The government should leave “no stone unturned” in a further search for eligible voters, so that the nation’s first commune elections can be considered free and fair, donors told Deputy Prime Minister Sar Kheng Monday night.
Meeting with representatives from nearly 20 donor countries and agencies, Sar Kheng played up the success of registration, played down the murders of political candidates, and reminded everyone that the government had spent millions of its own dollars and was waiting for more support from other countries to continue the elections.
Much of the two-hour meeting was devoted to discussing whether the government should reopen some registration sites.
The government was satisfied with the 83.06 percent registration rate of eligible voters, Sar Kheng said. Though the number was lower than in the two previous national elections, he said the logistics involved in reaching every remote commune in the country had been more difficult.
He said the government had overcome those obstacles, as well as a shortage of materials, to register 5,192,885 out of 6,251,832 eligible voters. Sar Kheng called the process “a tremendous success.”
But, some donors were not satisfied that every person who wished to vote in February had been given a chance to register. While the high numbers were encouraging, they said the government should open sites one more time.

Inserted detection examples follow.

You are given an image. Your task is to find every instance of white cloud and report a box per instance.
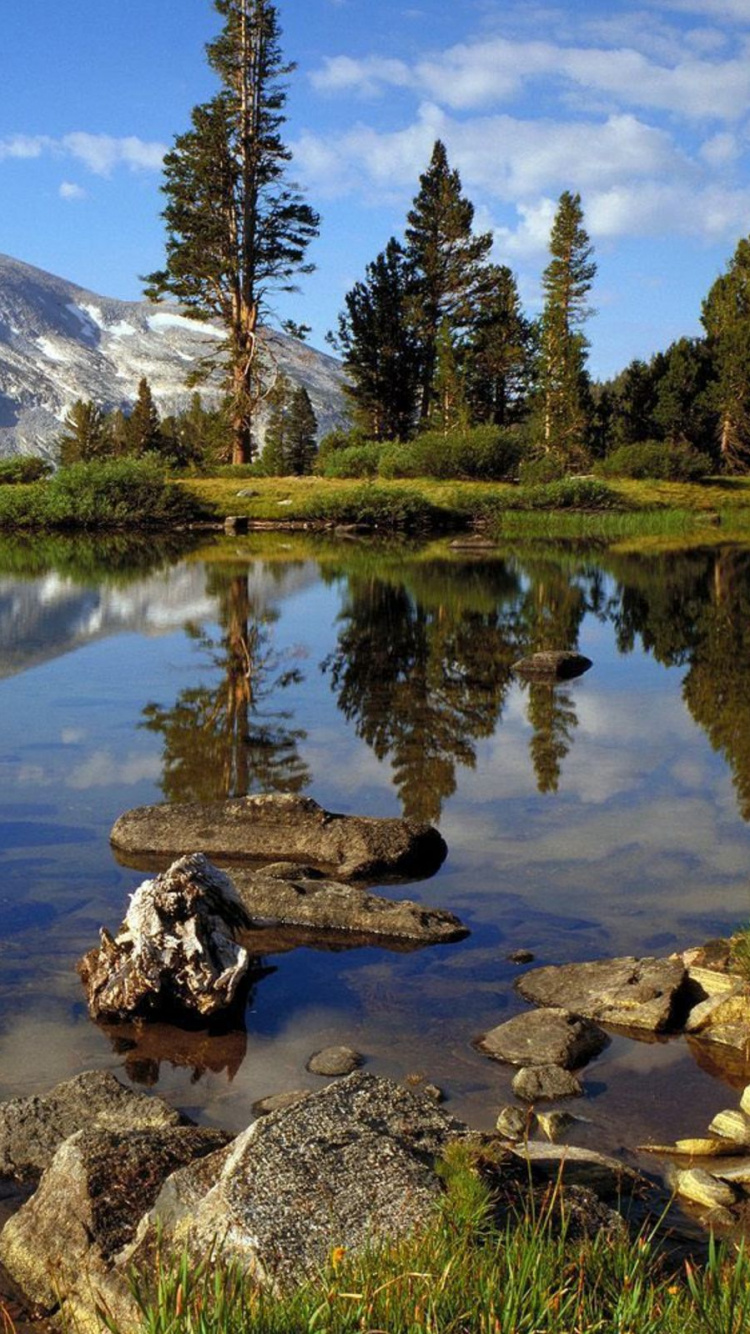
[59,180,85,200]
[0,129,167,177]
[60,131,167,176]
[0,135,55,161]
[312,37,750,120]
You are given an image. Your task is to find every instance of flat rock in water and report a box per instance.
[0,1070,184,1181]
[306,1047,364,1075]
[512,650,594,680]
[512,1066,583,1102]
[476,1009,609,1070]
[512,1139,646,1198]
[111,794,447,880]
[515,956,686,1033]
[0,1126,228,1330]
[79,852,251,1022]
[231,866,468,944]
[675,1167,737,1209]
[691,992,750,1055]
[128,1074,466,1287]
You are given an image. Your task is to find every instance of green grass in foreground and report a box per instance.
[119,1151,750,1334]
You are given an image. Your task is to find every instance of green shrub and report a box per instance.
[298,486,447,532]
[316,440,384,478]
[494,478,627,514]
[41,459,204,530]
[380,426,522,482]
[518,450,570,487]
[0,454,52,486]
[595,440,714,482]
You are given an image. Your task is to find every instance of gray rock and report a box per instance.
[709,1109,750,1149]
[252,1089,310,1117]
[478,1009,609,1070]
[512,1066,583,1102]
[111,794,446,880]
[128,1074,466,1287]
[512,650,594,680]
[536,1111,577,1145]
[0,1126,228,1329]
[306,1047,364,1075]
[495,1106,528,1139]
[231,864,468,944]
[79,852,250,1021]
[0,1070,184,1181]
[675,1167,737,1209]
[515,958,686,1033]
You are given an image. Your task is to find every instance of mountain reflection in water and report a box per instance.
[0,536,750,1147]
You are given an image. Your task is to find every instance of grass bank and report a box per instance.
[125,1150,750,1334]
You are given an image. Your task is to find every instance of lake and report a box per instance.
[0,534,750,1166]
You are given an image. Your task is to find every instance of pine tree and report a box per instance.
[287,384,318,478]
[125,375,163,455]
[147,0,319,463]
[406,139,492,420]
[702,239,750,472]
[335,237,420,440]
[59,399,112,466]
[428,320,468,435]
[539,191,597,466]
[466,264,534,426]
[262,375,294,478]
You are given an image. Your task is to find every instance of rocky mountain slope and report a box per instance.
[0,255,344,458]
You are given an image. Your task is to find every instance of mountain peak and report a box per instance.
[0,255,344,456]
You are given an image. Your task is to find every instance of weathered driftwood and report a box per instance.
[111,794,447,880]
[79,852,250,1021]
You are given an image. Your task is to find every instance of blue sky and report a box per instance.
[0,0,750,375]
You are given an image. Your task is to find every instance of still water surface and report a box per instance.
[0,536,750,1173]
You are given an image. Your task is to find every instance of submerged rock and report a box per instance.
[79,852,250,1021]
[476,1009,609,1072]
[232,864,468,944]
[306,1047,364,1075]
[111,794,447,880]
[512,650,594,680]
[0,1070,184,1181]
[515,956,686,1033]
[512,1066,583,1102]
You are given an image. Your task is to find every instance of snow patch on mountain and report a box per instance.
[0,255,346,459]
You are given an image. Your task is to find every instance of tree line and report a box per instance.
[57,0,750,471]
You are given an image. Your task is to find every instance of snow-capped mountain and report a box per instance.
[0,255,344,456]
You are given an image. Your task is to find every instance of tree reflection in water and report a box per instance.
[143,567,310,802]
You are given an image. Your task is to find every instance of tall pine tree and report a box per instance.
[406,139,492,422]
[335,237,420,440]
[125,375,163,455]
[147,0,319,463]
[702,237,750,472]
[539,191,597,466]
[466,264,534,426]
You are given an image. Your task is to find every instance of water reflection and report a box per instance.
[143,564,310,802]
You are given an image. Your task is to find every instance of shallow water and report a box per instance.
[0,536,750,1179]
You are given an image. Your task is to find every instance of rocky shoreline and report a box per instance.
[0,796,750,1334]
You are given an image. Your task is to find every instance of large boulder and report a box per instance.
[512,650,593,680]
[476,1009,609,1070]
[79,852,250,1021]
[0,1126,228,1331]
[232,866,468,944]
[515,958,687,1033]
[0,1070,184,1182]
[128,1074,466,1287]
[111,794,447,880]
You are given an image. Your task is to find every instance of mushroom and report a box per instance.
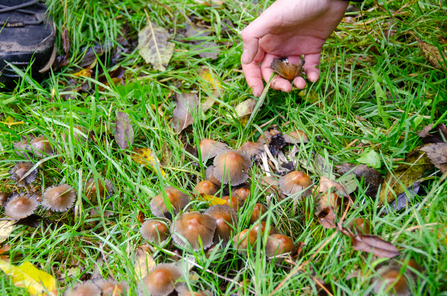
[97,280,128,296]
[265,234,295,257]
[194,180,219,195]
[233,229,257,255]
[140,220,169,245]
[250,203,268,224]
[279,171,312,198]
[203,205,237,246]
[42,184,76,212]
[5,194,37,219]
[213,151,251,186]
[171,212,217,251]
[8,162,39,187]
[27,136,53,157]
[149,186,190,219]
[85,178,113,200]
[200,139,228,163]
[138,263,183,296]
[64,282,101,296]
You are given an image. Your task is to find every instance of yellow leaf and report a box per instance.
[132,148,166,177]
[0,260,57,295]
[200,193,227,206]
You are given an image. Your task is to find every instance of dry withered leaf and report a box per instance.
[420,143,447,173]
[335,163,383,197]
[172,93,199,134]
[351,234,400,258]
[416,38,447,71]
[379,147,433,204]
[138,20,175,71]
[318,207,337,228]
[115,111,134,149]
[418,123,447,144]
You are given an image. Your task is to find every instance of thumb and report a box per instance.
[241,15,271,64]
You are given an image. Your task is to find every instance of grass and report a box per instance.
[0,0,447,295]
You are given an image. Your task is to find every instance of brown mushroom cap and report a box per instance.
[237,142,264,158]
[138,263,183,296]
[250,203,268,224]
[85,178,113,200]
[8,162,39,187]
[195,180,219,195]
[205,165,222,187]
[213,151,251,186]
[64,282,101,296]
[140,220,169,245]
[28,136,53,157]
[279,171,312,198]
[5,194,37,219]
[200,139,228,162]
[42,184,76,212]
[171,212,217,251]
[374,264,413,296]
[233,229,257,254]
[203,205,237,246]
[149,186,191,218]
[265,234,295,257]
[283,130,309,144]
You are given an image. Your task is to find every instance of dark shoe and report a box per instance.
[0,0,56,88]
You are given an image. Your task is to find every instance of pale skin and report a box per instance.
[241,0,349,97]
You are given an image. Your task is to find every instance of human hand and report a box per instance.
[241,0,349,97]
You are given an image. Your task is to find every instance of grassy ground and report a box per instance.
[0,0,447,295]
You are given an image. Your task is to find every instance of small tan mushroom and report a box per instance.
[279,171,312,198]
[171,212,217,251]
[140,220,169,245]
[149,186,191,219]
[265,234,295,257]
[213,151,251,186]
[8,162,39,187]
[204,205,237,246]
[138,263,183,296]
[42,184,76,212]
[5,194,37,219]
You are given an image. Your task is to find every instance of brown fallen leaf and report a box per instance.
[172,93,199,134]
[379,147,433,204]
[418,123,447,144]
[318,207,337,229]
[351,234,400,258]
[335,163,383,197]
[420,143,447,173]
[138,19,175,71]
[115,112,134,149]
[416,38,447,71]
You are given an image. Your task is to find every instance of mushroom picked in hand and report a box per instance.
[270,57,304,81]
[149,186,190,219]
[171,212,217,251]
[42,184,76,212]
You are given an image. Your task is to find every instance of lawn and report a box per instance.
[0,0,447,295]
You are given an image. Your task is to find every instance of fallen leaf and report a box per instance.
[115,112,134,149]
[172,93,199,134]
[0,260,57,296]
[318,207,337,228]
[420,143,447,173]
[335,163,383,197]
[138,20,175,71]
[416,38,447,70]
[418,123,447,144]
[351,234,400,258]
[0,220,16,244]
[135,247,157,282]
[379,147,433,204]
[357,149,381,169]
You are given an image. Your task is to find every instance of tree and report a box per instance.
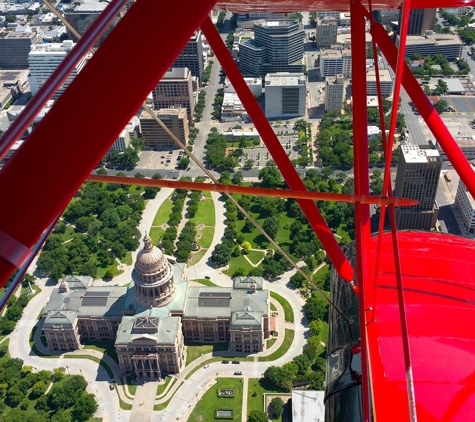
[262,216,280,239]
[269,397,284,419]
[231,171,243,185]
[241,240,252,253]
[247,410,269,422]
[211,243,231,266]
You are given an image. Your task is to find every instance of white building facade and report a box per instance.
[28,40,89,98]
[265,72,307,118]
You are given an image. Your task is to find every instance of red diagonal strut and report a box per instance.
[0,0,215,286]
[201,17,354,281]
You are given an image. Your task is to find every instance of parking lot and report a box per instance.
[137,149,183,170]
[441,95,475,113]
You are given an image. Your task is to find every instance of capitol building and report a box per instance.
[41,235,270,379]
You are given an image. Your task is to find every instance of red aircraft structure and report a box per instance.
[0,0,475,422]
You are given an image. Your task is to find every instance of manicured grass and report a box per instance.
[196,227,214,248]
[120,251,132,265]
[84,340,119,365]
[266,337,277,349]
[247,378,282,414]
[153,382,181,411]
[149,227,165,245]
[259,328,295,362]
[270,292,294,322]
[246,251,265,264]
[191,278,217,286]
[152,195,174,226]
[157,377,176,396]
[185,343,228,366]
[125,377,137,396]
[186,249,207,267]
[190,199,215,226]
[225,255,252,277]
[188,378,243,422]
[62,355,114,380]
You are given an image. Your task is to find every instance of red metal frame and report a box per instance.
[201,17,354,281]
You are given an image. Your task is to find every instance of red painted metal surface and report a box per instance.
[0,0,214,286]
[201,18,356,281]
[351,3,371,422]
[367,231,475,422]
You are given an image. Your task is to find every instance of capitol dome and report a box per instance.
[132,234,175,307]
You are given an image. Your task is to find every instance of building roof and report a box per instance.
[233,277,264,290]
[292,390,325,422]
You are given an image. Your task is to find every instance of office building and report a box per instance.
[172,29,204,80]
[140,108,189,150]
[396,32,462,60]
[316,16,338,48]
[394,145,442,230]
[265,72,307,118]
[0,29,43,69]
[455,165,475,233]
[399,9,437,35]
[320,49,351,78]
[41,235,274,380]
[325,75,345,112]
[366,68,393,97]
[152,67,195,121]
[28,40,89,98]
[63,0,127,45]
[239,19,304,76]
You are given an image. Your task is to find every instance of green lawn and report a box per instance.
[153,381,181,411]
[225,255,252,277]
[186,249,207,268]
[196,227,214,248]
[190,199,215,226]
[188,378,243,422]
[259,328,295,362]
[247,378,282,414]
[120,251,132,265]
[84,340,119,365]
[191,278,217,286]
[247,251,266,264]
[270,292,294,322]
[266,337,277,349]
[126,377,137,396]
[148,227,165,245]
[152,195,174,226]
[185,343,228,366]
[157,377,176,396]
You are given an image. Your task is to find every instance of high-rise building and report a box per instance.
[320,49,351,78]
[0,30,43,69]
[325,75,345,112]
[239,19,304,76]
[316,16,338,48]
[63,0,126,45]
[366,69,393,97]
[28,40,89,98]
[265,72,307,118]
[394,145,442,230]
[399,9,437,35]
[140,108,189,150]
[152,67,195,121]
[172,29,204,80]
[455,165,475,233]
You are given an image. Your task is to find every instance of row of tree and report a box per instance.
[37,183,145,280]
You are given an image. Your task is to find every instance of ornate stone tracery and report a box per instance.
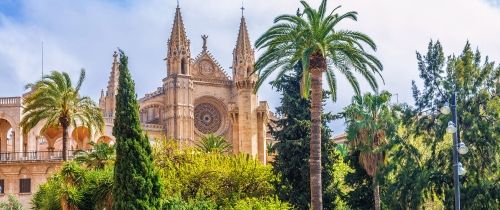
[194,103,222,134]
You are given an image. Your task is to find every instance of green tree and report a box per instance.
[344,150,373,210]
[20,69,104,161]
[344,91,397,210]
[382,41,500,209]
[113,50,162,209]
[0,194,24,210]
[255,0,382,210]
[196,134,231,153]
[153,140,283,209]
[32,161,113,210]
[74,142,115,169]
[270,65,348,209]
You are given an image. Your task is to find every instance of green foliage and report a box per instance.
[154,140,286,209]
[196,134,231,153]
[229,197,292,210]
[255,0,383,101]
[269,65,343,209]
[343,91,398,209]
[344,91,397,177]
[386,41,500,209]
[0,194,24,210]
[20,69,104,160]
[113,50,162,210]
[74,142,115,169]
[32,161,113,210]
[344,150,373,210]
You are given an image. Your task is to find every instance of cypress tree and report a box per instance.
[113,50,161,210]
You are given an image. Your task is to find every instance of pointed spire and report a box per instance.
[168,4,189,54]
[234,16,253,59]
[106,51,120,97]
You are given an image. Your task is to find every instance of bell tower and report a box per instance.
[99,51,120,118]
[163,5,194,141]
[230,8,267,163]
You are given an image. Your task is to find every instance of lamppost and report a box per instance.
[440,92,469,210]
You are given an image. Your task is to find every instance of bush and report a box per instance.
[231,197,292,210]
[153,140,288,209]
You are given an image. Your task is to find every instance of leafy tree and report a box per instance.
[196,134,231,153]
[0,194,24,210]
[269,65,348,209]
[20,69,104,161]
[388,41,500,209]
[153,140,284,209]
[344,150,374,210]
[113,50,162,209]
[75,142,115,169]
[32,161,113,210]
[255,0,382,210]
[344,91,397,210]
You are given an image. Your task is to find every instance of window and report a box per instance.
[0,179,5,194]
[19,179,31,193]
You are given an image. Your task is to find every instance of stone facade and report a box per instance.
[0,4,271,209]
[99,4,269,163]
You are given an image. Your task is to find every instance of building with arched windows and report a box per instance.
[0,7,270,207]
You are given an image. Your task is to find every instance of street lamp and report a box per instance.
[458,142,469,155]
[446,121,457,134]
[439,92,469,210]
[439,102,450,114]
[457,162,467,176]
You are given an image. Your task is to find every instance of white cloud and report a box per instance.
[0,0,500,133]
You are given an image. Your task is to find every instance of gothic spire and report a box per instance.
[168,5,189,55]
[233,16,253,60]
[106,51,120,97]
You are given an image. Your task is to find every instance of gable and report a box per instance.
[191,51,229,81]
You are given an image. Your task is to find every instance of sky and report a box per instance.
[0,0,500,134]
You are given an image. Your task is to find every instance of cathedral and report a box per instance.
[0,6,272,208]
[99,6,269,163]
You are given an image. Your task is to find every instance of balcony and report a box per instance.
[141,123,165,131]
[0,150,81,164]
[0,97,21,107]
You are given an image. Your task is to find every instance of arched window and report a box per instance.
[247,66,252,77]
[181,58,187,74]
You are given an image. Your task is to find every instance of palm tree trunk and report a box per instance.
[309,69,323,210]
[62,125,68,161]
[373,176,380,210]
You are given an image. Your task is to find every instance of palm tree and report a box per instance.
[75,142,115,169]
[255,0,382,209]
[55,161,84,210]
[196,134,231,153]
[344,91,397,210]
[20,69,104,161]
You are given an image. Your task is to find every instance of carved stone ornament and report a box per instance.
[200,60,214,76]
[194,103,222,134]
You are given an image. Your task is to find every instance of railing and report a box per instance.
[0,150,81,164]
[0,97,21,106]
[141,123,165,131]
[104,117,114,125]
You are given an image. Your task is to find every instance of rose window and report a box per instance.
[194,103,222,134]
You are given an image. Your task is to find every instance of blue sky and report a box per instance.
[0,0,500,133]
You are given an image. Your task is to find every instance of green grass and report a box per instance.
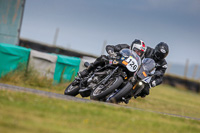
[0,90,200,133]
[0,71,200,133]
[127,85,200,118]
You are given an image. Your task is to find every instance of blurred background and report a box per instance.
[0,0,200,80]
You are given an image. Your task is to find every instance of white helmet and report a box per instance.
[131,39,147,58]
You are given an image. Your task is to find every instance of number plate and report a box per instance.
[126,56,138,72]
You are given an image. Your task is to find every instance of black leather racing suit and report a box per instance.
[88,44,167,97]
[106,44,167,97]
[139,47,167,97]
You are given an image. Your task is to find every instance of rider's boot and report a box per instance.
[78,63,94,78]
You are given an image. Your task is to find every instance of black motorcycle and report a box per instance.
[90,49,141,101]
[106,58,156,104]
[65,49,141,101]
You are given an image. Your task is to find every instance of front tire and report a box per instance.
[107,82,133,103]
[90,76,123,100]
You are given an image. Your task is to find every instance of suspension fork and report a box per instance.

“It is important, if we can, to protect the democratic rights” of those who have not registered, British Ambassador Stephen Bridges told Sar Kheng.
“The final, best test of free and fair elections,” said US Ambassador Kent Wiedemann, “is that all Cambodians who wished to register were able to do so.”
The government should consider “one more step to reopen the registration process for one or two days, after spreading [election] awareness, to demonstrate you’ve left no stone unturned” to register everyone who wants to vote, Wiedemann said.
Those statements were supported by donors representing Canada, Sweden and the European Commission.
“Perfection is difficult to achieve in any field, especially politics,” said Canadian Ambassador Normand Mailhot. He called the 83 percent registration a “very, very impressive performance,” but urged “a little bit more effort.”
If one more step were taken to register voters “nobody would be able to criticize the government in any way” over free and fair elections, Mailhot said.
Sar Kheng said that reopening all the registration sites would be economically impossible, emphasizing that the government had already spent more than $4 million of its own money and money donated from Germany.
“We have a big gap between our [election] plan and our spending,” he said.
If registration were opened again, Sar Kheng pointed out, the question would be what sites to open, and when.
He said the issue would be discussed by the National Election Commission, but the elections could not be delayed.
Wiedemann declined to comment earlier this week on how much the US would contribute to the election through nongovernmental channels.
Japanese Ambassador Gotaro Ogawa told Sar Kheng Monday his government was considering contributing “a sizable amount” to the election process.
The UK is currently considering how much it will give, Bridges said. Both the UK and France said their donations were slow to reach Cambodia, but promised money was on the way.
Sar Kheng also took the opportunity Monday to downplay alleged political violence, telling the donors that in none of the three candidates’ deaths reported so far had politics been determined to be the motive. The killings, he said, were “purely personal conflicts.”
Human rights agencies have reported that three reported slayings in the provinces have been political. The Cambodian Human Rights Action Committee, which comprises 18 local NGOs, has said the deaths of Sam Rainsy Party commune candidates Touch Voeun and Uch Horn and Funcinpec candidate Meas Soy were all politically motivated.